Many DevTest teams require developers to include unit tests for the functionality they add or change during a commit, but are then often surprised to find bugs that are only exhibited in the wild. This is because unit tests only exercise small portions of the system in isolation; they are necessary, but not at all representative of how an entire system will function.  However, they are also the foundation of the testing pyramid.  We don’t want to “throw garbage over the wall” to our QA or Ops group to find what might be relatively simple bugs that bring down our system or cause it to behave is ways we don’t want.
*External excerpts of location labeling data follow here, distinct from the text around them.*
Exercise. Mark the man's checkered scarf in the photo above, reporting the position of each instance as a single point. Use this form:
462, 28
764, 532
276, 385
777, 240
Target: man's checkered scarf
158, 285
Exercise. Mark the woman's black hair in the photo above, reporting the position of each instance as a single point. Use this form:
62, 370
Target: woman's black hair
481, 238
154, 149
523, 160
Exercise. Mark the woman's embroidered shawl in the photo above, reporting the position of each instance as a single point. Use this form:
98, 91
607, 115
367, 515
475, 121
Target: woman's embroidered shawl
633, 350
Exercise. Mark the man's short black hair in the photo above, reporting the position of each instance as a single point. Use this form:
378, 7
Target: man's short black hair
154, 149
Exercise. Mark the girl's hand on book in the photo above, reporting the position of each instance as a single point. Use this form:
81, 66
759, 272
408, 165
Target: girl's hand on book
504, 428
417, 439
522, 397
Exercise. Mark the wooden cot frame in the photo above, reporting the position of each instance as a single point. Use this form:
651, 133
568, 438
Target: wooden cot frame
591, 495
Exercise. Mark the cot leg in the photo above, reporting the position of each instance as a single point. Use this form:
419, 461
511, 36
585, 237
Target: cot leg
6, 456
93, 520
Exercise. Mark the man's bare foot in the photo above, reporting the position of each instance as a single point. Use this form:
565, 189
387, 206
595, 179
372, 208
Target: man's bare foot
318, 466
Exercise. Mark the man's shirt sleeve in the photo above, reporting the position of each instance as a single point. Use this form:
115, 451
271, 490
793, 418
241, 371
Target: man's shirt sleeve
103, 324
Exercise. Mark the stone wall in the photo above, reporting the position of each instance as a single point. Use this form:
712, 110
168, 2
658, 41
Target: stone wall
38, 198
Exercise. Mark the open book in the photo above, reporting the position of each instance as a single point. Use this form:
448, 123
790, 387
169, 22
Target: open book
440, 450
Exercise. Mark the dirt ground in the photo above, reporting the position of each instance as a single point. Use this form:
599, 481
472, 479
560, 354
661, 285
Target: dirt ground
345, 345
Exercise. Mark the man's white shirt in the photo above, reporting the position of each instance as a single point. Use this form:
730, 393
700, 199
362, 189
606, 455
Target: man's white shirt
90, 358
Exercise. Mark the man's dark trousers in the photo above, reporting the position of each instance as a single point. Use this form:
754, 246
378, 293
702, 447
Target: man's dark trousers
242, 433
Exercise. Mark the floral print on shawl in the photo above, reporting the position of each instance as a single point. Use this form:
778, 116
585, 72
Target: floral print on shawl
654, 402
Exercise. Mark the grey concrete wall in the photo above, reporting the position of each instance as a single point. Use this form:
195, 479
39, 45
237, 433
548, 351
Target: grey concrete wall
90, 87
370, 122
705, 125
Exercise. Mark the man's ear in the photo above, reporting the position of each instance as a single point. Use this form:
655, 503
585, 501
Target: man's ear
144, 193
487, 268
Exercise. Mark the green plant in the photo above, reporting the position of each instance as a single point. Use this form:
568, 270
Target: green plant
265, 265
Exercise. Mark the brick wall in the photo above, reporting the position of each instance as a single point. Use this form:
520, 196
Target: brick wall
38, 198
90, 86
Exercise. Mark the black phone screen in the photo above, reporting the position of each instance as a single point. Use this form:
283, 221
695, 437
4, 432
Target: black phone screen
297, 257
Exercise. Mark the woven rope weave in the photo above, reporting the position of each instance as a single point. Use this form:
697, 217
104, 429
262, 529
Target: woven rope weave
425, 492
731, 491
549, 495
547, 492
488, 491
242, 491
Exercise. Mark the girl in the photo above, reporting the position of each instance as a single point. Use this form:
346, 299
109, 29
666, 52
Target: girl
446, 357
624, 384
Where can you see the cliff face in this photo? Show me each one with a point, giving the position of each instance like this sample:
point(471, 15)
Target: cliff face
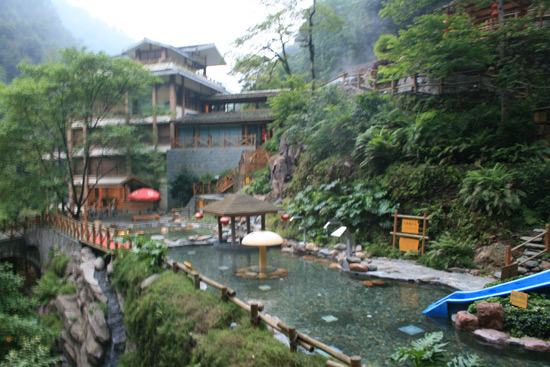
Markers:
point(86, 335)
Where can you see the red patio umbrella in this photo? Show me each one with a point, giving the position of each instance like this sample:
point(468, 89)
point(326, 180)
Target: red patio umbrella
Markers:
point(144, 195)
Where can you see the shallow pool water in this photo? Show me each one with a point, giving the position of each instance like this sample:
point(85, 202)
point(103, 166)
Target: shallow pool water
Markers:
point(340, 311)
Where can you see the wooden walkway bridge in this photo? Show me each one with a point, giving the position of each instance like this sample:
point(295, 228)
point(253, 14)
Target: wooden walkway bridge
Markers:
point(106, 239)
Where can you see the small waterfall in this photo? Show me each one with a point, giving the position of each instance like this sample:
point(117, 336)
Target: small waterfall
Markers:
point(114, 320)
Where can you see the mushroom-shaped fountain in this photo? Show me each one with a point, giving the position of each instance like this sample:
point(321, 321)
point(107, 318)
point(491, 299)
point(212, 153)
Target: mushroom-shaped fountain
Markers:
point(262, 239)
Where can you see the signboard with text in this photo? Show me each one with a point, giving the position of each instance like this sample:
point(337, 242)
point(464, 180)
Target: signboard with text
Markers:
point(519, 299)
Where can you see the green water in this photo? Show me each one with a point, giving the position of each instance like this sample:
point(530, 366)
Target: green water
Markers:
point(367, 319)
Things to avoid when making testable code

As developers, when we write our code, we should keep in mind that unit tests are an integral part of our jobs, and as such, avoid some common pitfalls that make our code hard to test, such as:

Static Properties and Fields

Static properties and fields or, simply put, global state, can complicate code comprehension and testability, by hiding the information required for a method to get its job done, by introducing non-determinism, or by promoting extensive usage of side effects. Functions that read or modify mutable global state are inherently impure.


Essentially, the Singleton pattern is just another form of the global state. Singletons promote obscure APIs that lie about real dependencies and introduce unnecessarily tight coupling between components. They also violate the Single Responsibility Principle because, in addition to their primary duties, they control their own initialization and lifecycle.

The new Operator

Newing up an instance of an object in order to get some job done introduces the same problem as the Singleton anti-pattern: unclear APIs with hidden dependencies, tight coupling, and poor testability.

Static Methods

Static methods are another potential source of non-deterministic or side-effecting behavior. They can easily introduce tight coupling and make our code untestable.


Obviously, writing testable code requires some discipline, concentration, and extra effort. But software development is a complex mental activity anyway, and we should always be careful, and avoid recklessly throwing together new code from the top of our heads.